Insights on the heterogeneity of thermal transfer in the chalk aquifer using fibre-optic distributed temperature sensing

The design of ground-source heat pump systems depends on reliable determination of heat transport parameters, especially the ground thermal conductivity. An effective thermal conductivity, λeff, is traditionally calculated from in-situ thermal response testing (TRT), expressed as a bulk value for the depth range being tested. However, this practice is insensitive to heterogeneous heat transport within the ground, and flowing groundwater may significantly increase λeff. To characterise high- and/or heterogeneous-flow regimes, e.g. in fractured aquifers, distributed TRT observations are advantageous. Distributed TRTs using fibre-optic distributed temperature sensing (FO-DTS) have therefore been applied at a chalk site (Berkshire, southern UK) to assess heat flow and the depth variability of effective thermal conductivity and flow conditions, within boreholes reaching up to 100 m depth.
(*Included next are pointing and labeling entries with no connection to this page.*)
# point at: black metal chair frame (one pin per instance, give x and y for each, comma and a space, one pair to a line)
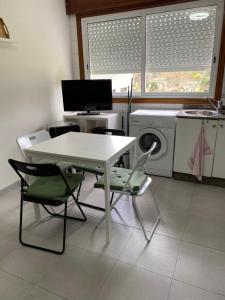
43, 170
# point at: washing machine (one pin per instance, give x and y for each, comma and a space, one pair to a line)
150, 126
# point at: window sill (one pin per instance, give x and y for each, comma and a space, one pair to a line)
6, 42
191, 101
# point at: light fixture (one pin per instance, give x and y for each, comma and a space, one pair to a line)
4, 33
196, 16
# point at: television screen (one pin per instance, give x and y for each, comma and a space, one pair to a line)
87, 95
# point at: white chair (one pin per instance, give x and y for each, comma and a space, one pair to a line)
133, 182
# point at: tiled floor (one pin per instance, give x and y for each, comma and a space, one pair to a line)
185, 259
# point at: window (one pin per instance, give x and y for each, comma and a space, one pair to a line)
168, 51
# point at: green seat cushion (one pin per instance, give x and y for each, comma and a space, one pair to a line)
53, 187
118, 178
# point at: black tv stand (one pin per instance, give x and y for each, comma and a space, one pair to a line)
89, 113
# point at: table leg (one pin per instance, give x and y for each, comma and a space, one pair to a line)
107, 202
133, 156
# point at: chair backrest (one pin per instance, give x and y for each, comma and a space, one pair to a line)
32, 139
38, 170
141, 163
59, 130
101, 130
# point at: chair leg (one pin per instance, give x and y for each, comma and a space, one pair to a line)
38, 247
78, 192
148, 239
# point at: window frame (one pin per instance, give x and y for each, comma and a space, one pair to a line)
143, 13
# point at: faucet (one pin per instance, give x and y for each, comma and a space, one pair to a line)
217, 107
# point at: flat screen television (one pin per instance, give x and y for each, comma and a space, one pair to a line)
89, 95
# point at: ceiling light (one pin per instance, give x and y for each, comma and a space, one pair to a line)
198, 16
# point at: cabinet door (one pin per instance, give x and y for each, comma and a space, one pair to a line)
187, 132
219, 160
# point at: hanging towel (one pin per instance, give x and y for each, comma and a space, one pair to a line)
196, 161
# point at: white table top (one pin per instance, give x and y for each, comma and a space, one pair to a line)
93, 147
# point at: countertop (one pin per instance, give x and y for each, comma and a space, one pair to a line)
183, 114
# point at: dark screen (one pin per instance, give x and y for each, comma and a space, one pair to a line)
81, 95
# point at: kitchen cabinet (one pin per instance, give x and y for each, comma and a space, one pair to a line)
219, 160
187, 132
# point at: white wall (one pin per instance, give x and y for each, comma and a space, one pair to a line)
223, 90
31, 71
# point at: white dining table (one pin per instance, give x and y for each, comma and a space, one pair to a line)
89, 150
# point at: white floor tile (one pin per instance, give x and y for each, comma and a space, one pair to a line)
78, 274
172, 223
201, 267
131, 283
93, 238
205, 231
206, 206
183, 291
27, 263
158, 256
40, 294
12, 287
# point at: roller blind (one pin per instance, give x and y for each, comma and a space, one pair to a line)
180, 40
115, 46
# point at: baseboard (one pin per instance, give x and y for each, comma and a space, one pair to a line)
9, 187
205, 180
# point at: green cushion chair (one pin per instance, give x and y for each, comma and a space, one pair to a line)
50, 187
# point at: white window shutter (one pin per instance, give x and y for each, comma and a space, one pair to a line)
115, 46
174, 42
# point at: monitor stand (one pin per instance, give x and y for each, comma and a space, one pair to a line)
89, 113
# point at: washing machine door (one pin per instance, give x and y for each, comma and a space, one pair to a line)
146, 137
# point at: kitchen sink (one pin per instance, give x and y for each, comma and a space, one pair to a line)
199, 112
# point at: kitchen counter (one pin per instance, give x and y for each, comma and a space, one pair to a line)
200, 114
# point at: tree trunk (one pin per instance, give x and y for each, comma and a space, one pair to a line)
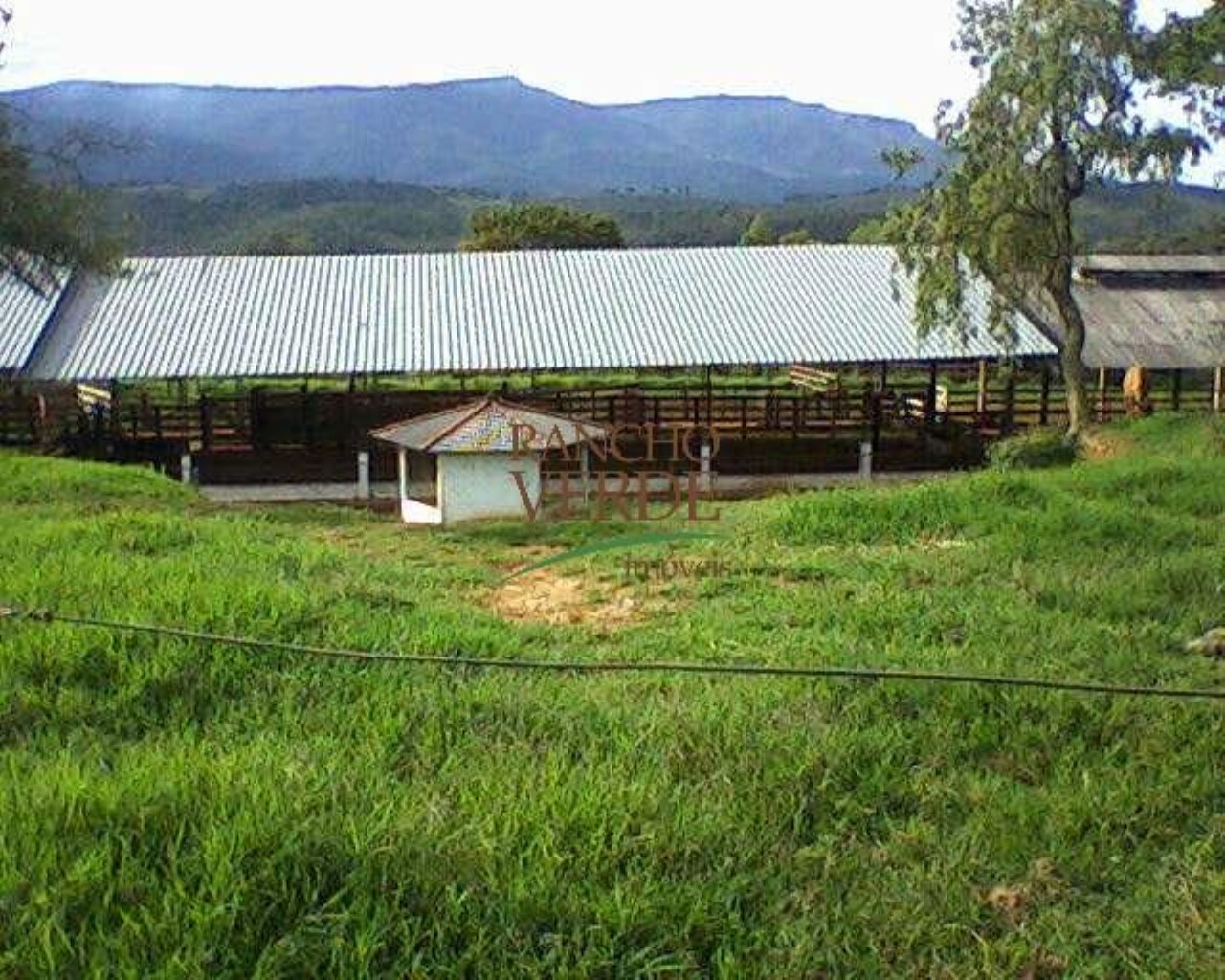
1071, 359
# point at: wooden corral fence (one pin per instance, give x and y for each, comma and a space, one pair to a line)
818, 406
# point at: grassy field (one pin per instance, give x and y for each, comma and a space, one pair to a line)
175, 810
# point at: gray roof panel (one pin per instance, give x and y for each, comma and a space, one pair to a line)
508, 311
23, 314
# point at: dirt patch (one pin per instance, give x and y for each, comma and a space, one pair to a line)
556, 599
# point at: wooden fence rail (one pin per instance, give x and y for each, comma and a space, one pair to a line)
278, 419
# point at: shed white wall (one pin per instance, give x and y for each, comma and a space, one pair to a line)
481, 484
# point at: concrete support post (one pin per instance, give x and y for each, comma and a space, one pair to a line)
865, 460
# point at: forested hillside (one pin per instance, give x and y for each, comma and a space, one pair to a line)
490, 132
367, 217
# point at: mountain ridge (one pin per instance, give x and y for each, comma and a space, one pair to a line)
497, 134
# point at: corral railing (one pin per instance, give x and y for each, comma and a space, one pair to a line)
279, 419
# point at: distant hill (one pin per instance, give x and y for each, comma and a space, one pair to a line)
497, 134
368, 217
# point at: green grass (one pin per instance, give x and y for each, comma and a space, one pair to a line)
174, 810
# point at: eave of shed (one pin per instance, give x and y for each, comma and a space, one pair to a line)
488, 425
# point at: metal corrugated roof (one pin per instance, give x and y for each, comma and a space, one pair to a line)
1173, 265
23, 313
544, 310
1159, 327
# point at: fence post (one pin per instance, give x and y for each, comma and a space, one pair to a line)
930, 406
878, 408
1010, 405
206, 423
980, 406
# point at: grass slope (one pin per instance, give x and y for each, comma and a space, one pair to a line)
170, 810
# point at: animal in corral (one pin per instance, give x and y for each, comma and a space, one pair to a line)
915, 407
1137, 388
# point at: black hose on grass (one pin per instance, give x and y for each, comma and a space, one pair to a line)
615, 666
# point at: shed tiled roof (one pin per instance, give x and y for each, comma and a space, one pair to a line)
488, 425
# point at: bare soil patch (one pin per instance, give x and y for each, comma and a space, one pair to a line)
556, 599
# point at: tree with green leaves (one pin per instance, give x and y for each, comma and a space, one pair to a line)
799, 236
1058, 105
47, 224
538, 226
760, 232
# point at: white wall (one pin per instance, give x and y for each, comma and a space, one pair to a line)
481, 484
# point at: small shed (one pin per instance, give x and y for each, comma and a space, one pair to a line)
488, 457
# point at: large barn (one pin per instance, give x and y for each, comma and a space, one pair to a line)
279, 367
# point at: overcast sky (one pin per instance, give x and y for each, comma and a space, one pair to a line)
880, 56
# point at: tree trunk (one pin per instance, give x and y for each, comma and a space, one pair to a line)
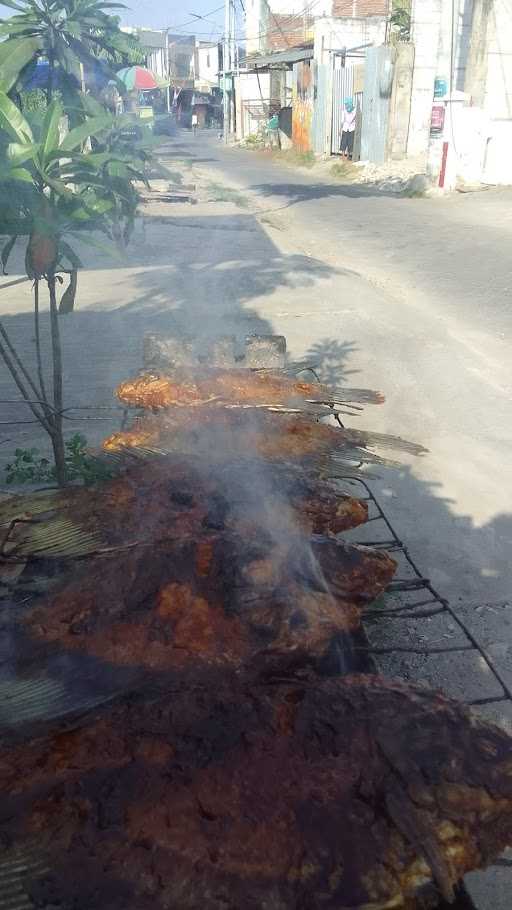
56, 435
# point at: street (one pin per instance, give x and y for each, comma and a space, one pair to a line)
412, 296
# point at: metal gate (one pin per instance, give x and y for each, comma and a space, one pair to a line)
320, 113
342, 87
378, 84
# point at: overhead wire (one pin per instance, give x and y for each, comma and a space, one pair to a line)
285, 21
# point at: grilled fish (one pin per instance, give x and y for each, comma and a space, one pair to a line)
358, 792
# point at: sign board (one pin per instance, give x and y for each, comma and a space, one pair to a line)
440, 87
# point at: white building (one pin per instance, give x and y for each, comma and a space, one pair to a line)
478, 115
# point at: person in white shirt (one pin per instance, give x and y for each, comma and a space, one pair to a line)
348, 128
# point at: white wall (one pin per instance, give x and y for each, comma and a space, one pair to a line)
255, 25
346, 32
498, 95
426, 25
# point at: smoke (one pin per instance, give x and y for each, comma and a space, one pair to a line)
271, 563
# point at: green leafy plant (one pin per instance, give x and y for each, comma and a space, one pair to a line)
69, 34
400, 19
59, 193
28, 466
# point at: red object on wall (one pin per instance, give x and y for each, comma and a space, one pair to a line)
437, 119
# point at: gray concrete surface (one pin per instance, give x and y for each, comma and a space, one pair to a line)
410, 296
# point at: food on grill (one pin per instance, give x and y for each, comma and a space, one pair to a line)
199, 387
356, 793
214, 599
223, 434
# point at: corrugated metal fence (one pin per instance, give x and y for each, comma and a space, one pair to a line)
378, 83
322, 109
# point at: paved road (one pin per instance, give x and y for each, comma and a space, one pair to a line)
417, 302
409, 296
419, 305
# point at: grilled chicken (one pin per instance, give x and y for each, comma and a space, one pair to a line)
198, 387
359, 793
172, 498
214, 600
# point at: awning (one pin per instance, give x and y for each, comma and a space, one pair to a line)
281, 60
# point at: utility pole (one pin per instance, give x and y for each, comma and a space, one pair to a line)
232, 67
226, 66
168, 71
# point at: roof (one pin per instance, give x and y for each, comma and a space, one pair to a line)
281, 60
149, 38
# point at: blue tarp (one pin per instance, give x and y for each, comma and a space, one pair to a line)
37, 77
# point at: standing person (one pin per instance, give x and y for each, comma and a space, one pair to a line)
348, 129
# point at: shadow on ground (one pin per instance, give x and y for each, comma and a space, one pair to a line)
295, 193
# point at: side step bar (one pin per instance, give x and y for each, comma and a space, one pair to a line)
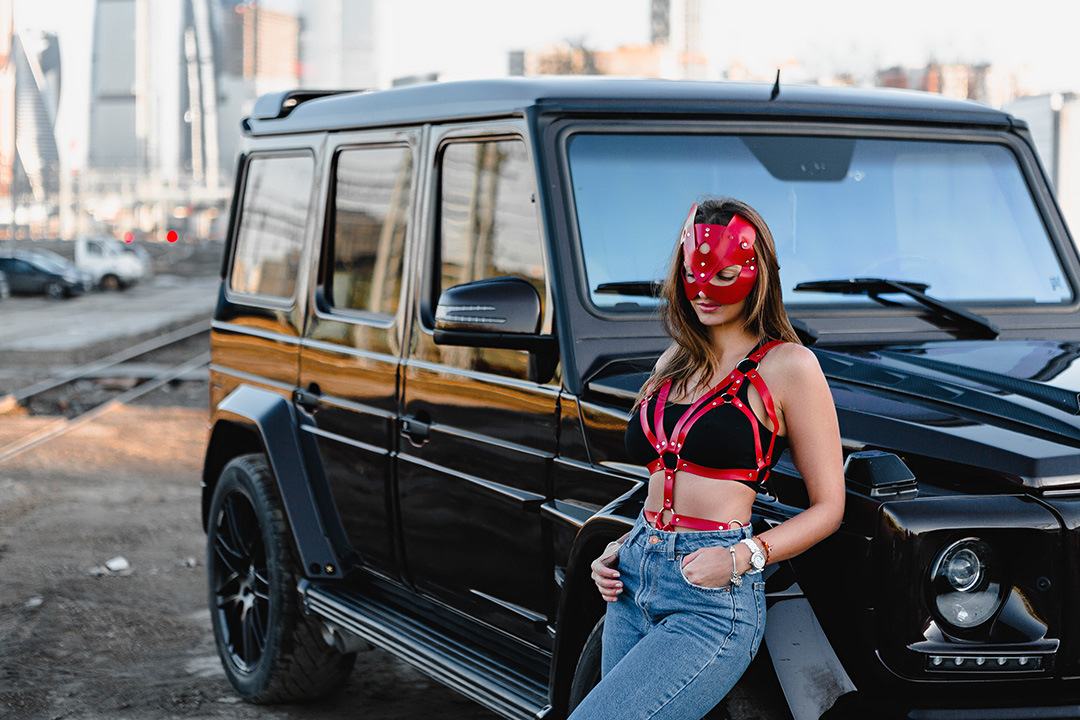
431, 650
With a vertical resolution of 0.5 m, FO-DTS can isolate different thermo-hydrogeological conditions in the chalk and particularly the groundwater flow horizons. Values of λeff, measured during a 3-day TRT, vary with depth between 5 and 30 W/m K, compared to thermal conductivities of 2.3–2.9 W/m K measured on chalk core samples. Zones of enhanced λeff correlate with highly permeable flow zones in the aquifer. However, when evaluated during a 7-day cooling phase, λeff is reduced by between 10–60% compared to values measured during heating, highlighting the potential influence of complex convection effects and vertical flow within the open borehole. Overall, this study illustrates the value of distributed spatial assessments of thermo-hydrogeological conditions, and the necessity of combining different testing approaches to characterise heat flow in dual-porosity aquifers.